In order to recover damages under the Federal Employers’ Liability Act, an employee of a railroad must show that the railroad operated in interstate commerce, that the plaintiff was injured in the scope of his or her duties, and that the injury resulted “in whole or in part” from the employer’s negligence. What this means, the U.S. Supreme Court has held, is that if the railroad is responsible for the injury even slightly, the railroad is entirely liable. As a result, evidence which purports to show joint tortfeasors which would routinely be introduced in other tort cases never comes in in railroad cases.

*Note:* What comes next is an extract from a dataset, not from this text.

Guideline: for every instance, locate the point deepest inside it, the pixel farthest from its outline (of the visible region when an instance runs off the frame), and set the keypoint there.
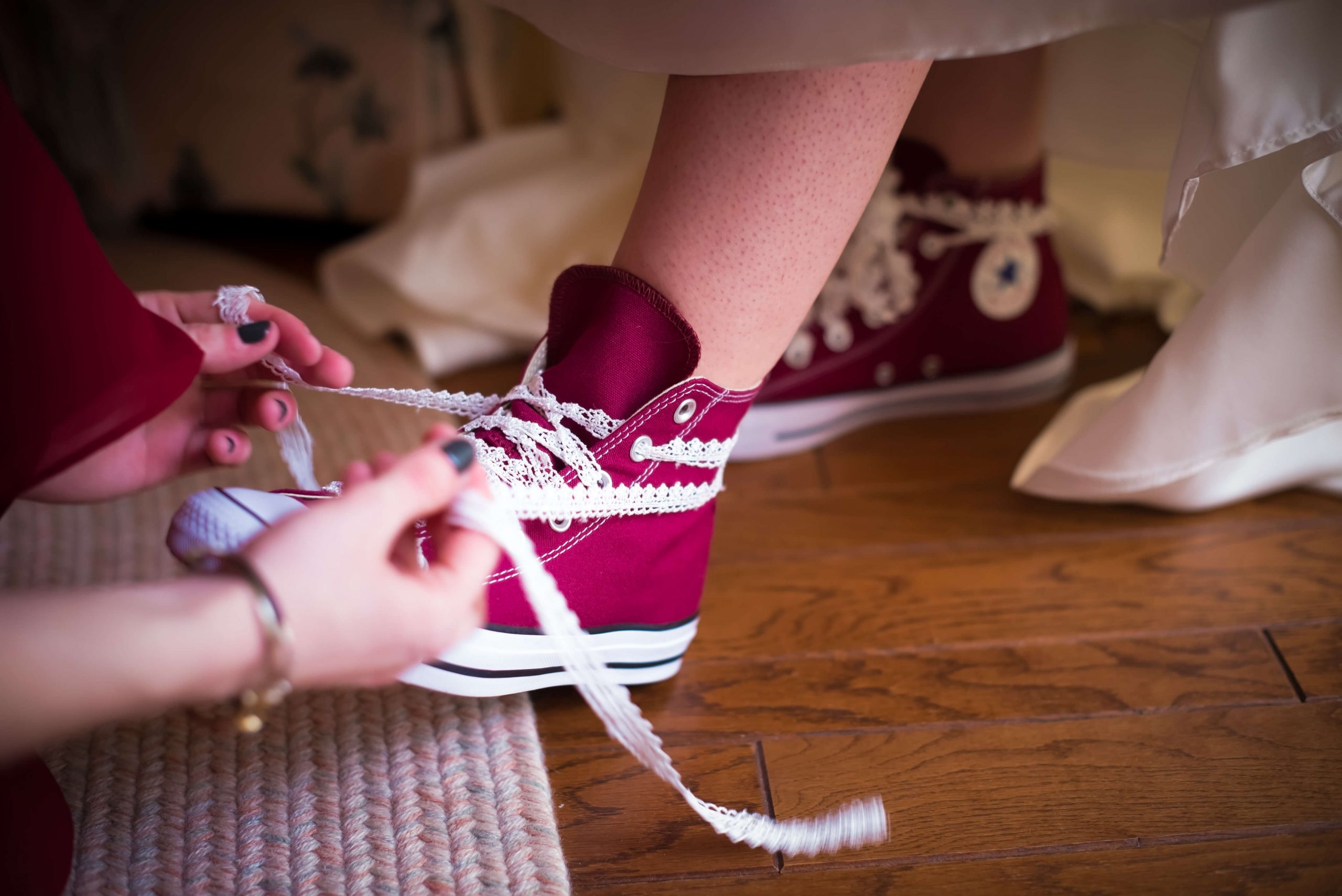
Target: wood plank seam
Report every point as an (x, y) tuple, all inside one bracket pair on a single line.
[(1046, 539), (950, 725), (1057, 849), (1036, 640), (1286, 667), (767, 794)]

But can the railroad try to prove that a third party was solely responsible for the employee’s injury? Last month, the Illinois Supreme Court unanimously held in Wardwell v. Union Pacific Railroad Company that the answer is “yes.”
Plaintiff was riding in a van owned by his railroad employer and driven by an agent of the railroad. The van was rear-ended by a vehicle driven by a third party, and the plaintiff suffered disabling injuries. Plaintiff filed a FELA suit, alleging that his vehicle had negligently cut in front of the third party, causing the accident at least in part. At trial, the driver of the plaintiff’s vehicle testified that she activated her turn signal, checked her side mirror, and then made a lane change. The van was hit twenty seconds later. The third party driver testified at trial that she was intoxicated at the time of the collision, was arrested at the scene, and that she had not seen the van – she either “fell asleep or was blacked out” prior to the collision. Further evidence suggested that the third party was traveling ten to fifteen miles per hour over the speed limit.
The jury returned a verdict for the railroad. The plaintiff moved for a new trial, arguing that the defendant had been allowed to argue that the third party was the sole cause of the accident, and that the “sole cause defense” was not permitted in a FELA action. The trial court denied the motion, but the Appellate Court reversed.
The Supreme Court reversed the Appellate Court. The problem with the Appellate Court’s holding, the Court said, was that in order to determine whether the railroad was even to a smallest degree responsible for an accident, the jury would have to consider all the evidence – including the possibility that a third party was entirely responsible. Keeping the jury from considering the third party’s negligence would render the circumstances incomprehensible and all but eviscerate the FELA standard of liability. The Court noted that its holding was consistent with the holdings of several other courts, including the U.S. Supreme Court, that no recovery is possible under FELA where the plaintiff is completely responsible for his or her own injury.
Justice Kilbride filed a special concurrence, arguing that the standard federal instruction for causation under FELA, which emphasizes the scope of the potential liability of the defendant, should be given in Illinois.